The March offered the Table an opportunity to raise awareness on the key issues of poverty and violence. In association with Action ontarienne contre la violence faite aux femmes, they created resource materials on poverty, employment and job-seeking, social security, globalization, mothering, lesbian rights, sexual violence, wife-battering, State violence against women, sponsorship, child custody and municipalities.
The Table also initiated a quilting project, which allowed hundreds of French-Ontarian women to learn, to discuss and to build solidarity in preparation for the March. Quilting squares were received from women throughout the province demanding an end to poverty and violence, freedom of choice, dealing with the pressures on immigrant women by their sponsors, education, hope, and women’s spirituality.
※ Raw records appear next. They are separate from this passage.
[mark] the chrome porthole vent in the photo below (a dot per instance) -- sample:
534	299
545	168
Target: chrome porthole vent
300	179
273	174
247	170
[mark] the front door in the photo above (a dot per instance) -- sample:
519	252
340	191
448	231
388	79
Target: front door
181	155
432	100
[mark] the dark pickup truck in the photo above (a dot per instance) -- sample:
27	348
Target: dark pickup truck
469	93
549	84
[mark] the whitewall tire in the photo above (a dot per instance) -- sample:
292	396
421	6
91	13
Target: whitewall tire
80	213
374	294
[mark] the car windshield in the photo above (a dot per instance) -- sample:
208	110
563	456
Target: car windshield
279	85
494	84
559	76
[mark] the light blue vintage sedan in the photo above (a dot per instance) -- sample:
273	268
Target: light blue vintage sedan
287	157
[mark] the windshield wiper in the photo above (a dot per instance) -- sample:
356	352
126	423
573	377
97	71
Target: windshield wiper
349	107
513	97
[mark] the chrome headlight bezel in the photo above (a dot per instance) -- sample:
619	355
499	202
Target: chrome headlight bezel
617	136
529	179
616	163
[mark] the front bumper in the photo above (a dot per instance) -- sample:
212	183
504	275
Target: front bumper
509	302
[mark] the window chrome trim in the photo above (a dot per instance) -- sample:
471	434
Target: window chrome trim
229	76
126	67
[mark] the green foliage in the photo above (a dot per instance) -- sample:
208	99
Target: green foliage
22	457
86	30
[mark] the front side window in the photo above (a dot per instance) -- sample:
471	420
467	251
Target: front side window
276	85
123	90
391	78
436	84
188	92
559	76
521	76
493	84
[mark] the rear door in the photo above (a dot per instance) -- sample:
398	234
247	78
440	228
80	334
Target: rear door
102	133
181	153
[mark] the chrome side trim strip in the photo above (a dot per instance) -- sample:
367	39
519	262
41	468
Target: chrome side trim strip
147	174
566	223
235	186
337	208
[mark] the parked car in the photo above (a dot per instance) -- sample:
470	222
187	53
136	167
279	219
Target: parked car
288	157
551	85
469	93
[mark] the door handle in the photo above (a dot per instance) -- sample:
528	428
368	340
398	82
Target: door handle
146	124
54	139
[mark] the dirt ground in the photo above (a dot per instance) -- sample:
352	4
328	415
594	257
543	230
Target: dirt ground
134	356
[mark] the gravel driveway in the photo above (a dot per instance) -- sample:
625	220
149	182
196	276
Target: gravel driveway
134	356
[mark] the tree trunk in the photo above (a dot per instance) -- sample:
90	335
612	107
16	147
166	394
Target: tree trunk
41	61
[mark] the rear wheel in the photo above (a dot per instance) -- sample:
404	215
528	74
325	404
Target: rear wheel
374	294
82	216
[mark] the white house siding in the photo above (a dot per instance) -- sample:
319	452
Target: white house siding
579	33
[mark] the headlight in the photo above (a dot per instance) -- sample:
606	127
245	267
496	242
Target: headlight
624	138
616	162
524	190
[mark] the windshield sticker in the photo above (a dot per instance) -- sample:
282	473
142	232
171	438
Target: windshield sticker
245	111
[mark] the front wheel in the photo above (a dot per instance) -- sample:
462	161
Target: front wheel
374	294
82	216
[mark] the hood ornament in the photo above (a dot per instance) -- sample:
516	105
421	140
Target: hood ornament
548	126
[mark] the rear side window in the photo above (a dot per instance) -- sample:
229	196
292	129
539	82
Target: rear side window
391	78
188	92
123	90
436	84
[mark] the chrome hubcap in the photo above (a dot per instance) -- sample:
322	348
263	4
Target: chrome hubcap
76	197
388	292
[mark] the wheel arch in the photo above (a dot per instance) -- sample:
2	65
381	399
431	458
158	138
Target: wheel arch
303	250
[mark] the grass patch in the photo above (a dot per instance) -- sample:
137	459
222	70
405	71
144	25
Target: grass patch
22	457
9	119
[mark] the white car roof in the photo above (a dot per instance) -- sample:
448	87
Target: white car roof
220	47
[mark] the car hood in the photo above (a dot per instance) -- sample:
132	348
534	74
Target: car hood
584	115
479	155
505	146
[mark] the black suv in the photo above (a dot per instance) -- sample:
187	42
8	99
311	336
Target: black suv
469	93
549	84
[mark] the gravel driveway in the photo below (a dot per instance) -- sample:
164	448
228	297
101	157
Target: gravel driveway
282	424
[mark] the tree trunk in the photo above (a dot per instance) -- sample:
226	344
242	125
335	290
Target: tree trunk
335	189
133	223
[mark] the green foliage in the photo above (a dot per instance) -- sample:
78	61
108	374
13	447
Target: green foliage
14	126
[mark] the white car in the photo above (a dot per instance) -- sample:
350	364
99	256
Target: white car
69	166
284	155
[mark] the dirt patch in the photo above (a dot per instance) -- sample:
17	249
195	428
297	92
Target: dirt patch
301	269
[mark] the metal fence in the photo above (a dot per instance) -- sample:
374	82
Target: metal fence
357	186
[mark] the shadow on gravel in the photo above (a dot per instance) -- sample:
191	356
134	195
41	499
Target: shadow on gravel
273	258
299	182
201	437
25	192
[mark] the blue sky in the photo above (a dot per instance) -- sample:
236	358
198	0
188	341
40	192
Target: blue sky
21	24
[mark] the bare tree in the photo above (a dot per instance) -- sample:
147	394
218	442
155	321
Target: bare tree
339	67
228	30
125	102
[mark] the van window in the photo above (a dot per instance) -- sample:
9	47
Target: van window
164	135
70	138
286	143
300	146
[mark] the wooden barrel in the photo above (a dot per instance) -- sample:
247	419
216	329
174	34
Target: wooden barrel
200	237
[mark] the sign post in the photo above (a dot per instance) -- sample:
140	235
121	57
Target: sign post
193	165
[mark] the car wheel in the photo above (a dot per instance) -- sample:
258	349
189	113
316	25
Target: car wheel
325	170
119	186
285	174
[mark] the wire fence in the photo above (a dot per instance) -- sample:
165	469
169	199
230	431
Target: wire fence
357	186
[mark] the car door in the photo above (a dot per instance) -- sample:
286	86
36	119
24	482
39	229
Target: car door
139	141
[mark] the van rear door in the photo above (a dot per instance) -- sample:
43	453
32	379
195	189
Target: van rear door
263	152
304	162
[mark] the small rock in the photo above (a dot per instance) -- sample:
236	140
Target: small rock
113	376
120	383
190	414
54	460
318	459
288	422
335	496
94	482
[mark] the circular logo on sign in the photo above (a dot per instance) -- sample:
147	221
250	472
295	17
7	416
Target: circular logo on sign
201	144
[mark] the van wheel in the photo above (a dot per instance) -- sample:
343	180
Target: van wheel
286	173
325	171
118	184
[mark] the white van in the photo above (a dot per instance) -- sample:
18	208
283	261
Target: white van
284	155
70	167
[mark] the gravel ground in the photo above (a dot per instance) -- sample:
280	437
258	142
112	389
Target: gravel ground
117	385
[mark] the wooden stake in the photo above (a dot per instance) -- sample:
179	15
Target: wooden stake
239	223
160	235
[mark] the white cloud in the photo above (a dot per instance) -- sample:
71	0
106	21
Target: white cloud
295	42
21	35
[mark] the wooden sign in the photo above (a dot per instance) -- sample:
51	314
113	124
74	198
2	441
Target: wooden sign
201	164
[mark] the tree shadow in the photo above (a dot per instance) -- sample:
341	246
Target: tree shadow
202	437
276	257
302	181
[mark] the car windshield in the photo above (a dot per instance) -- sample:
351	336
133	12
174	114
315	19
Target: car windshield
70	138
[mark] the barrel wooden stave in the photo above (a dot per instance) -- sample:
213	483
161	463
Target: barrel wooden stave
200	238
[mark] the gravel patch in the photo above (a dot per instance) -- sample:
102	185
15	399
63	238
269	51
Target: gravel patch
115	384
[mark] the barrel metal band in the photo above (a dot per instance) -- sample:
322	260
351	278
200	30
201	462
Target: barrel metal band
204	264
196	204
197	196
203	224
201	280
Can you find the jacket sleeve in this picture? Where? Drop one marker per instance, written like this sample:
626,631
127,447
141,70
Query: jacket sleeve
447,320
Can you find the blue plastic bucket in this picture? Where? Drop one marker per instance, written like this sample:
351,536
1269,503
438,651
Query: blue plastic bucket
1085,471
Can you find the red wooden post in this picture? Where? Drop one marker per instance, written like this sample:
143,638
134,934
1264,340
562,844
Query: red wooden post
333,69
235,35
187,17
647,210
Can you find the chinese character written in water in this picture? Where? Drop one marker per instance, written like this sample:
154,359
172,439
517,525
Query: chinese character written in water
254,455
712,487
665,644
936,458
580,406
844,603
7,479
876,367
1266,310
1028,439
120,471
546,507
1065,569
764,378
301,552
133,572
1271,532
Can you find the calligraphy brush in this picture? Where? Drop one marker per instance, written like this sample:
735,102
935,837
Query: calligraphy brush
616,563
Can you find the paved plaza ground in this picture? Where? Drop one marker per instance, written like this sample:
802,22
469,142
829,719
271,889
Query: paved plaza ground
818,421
The squares were assembled by the Union culturelle des Franco-Ontariennes in three large, vibrant and colourful panels.
A pre-March rally brought together French-Ontario women from Cornwall, Kapuskasing, Timmins, Toronto, Thunder Bay, Marathon, Geraldton, Hawkesbury, Hamilton, Welland, Windsor, Ste-Anne de Prescott, Alexandria, Casselman, Green Valley, St-Isidore, Sault-Ste-Marie, Ste-Catharines, Vanier . . . They came to take stock of national and international demands and to put forth their own demands to government on the bases of equality, universality, respect for diversity and Francophone rights.
* on the povertization of women: right to guaranteed income, implementing child care services, improving the labour conditions of currently paid or unpaid home care workers, access to subsidized housing, welfare reform including the abolition of workfare, EI reform, and access to education.
* on violence against women: access to services in French for all women, prevention and public education programs, children’s prevention, services to immigrant women, access to justice, reforming the judiciary to improve women’s safety, and amending divorce legislation taking into account women’s needs and rights.
* on the specific needs of immigrant women: educating service providers and the public about their specific needs, ensuring access to culturally-appropriate services, supporting Francophone immigrant community organizations, improving the labour conditions of houseworkers, ending head tax and administrative fees, ending spousal sponsorship and minimal revenue rules for sponsorship, and improving access to legal aid in family and immigration law cases.
* on national and international solidarity: abolishing the debt of the world’s 53 poorest countries, eliminating the trafficking in women and children, environmental protection including refusing to send Toronto’s garbage to Kirkland Lake, creating a women’s international organization (like the UN) and saying no to FTAA (Free Trade Area of the Americas), decriminalizing sex trade related activities, and raising awareness about discrimination on the basis of sex orientation.
Participants who spoke at the rally supported these demands and the urgent need for state intervention. First-person testimonies included accounts of the dependency created by the sponsorship of immigrant women and of the incredible extent of violence against women: one woman recounted being told by an abuser holding her at gunpoint that she was “too ugly for him to waste a bullet on her.” One woman, then two, then three cried among us . . .
A hundred, a thousand, two thousand reasons to march . . . Seeing 30,000 women on Parliament Hill made me wonder if this wasn’t a rebirth of feminism. But of course, feminism had never died! Rumours of its demise – on the grounds that women now had everything, or that feminism was about a handful of women disconnected from their peers – had been greatly exaggerated! It was clear from listening to women’s demands and hearing their testimonies that equality remains a long way off. But the Women’s World March 2000 was an extraordinary moment of national and international solidarity. And it signaled the beginning of a renewal of feminist action, that in its accessibility and inclusiveness, will finally accomplish the changes we all need.
Ghislaine Sirois is the Provincial Coordinator of Action Ontarienne contre la violence faite aux femmes.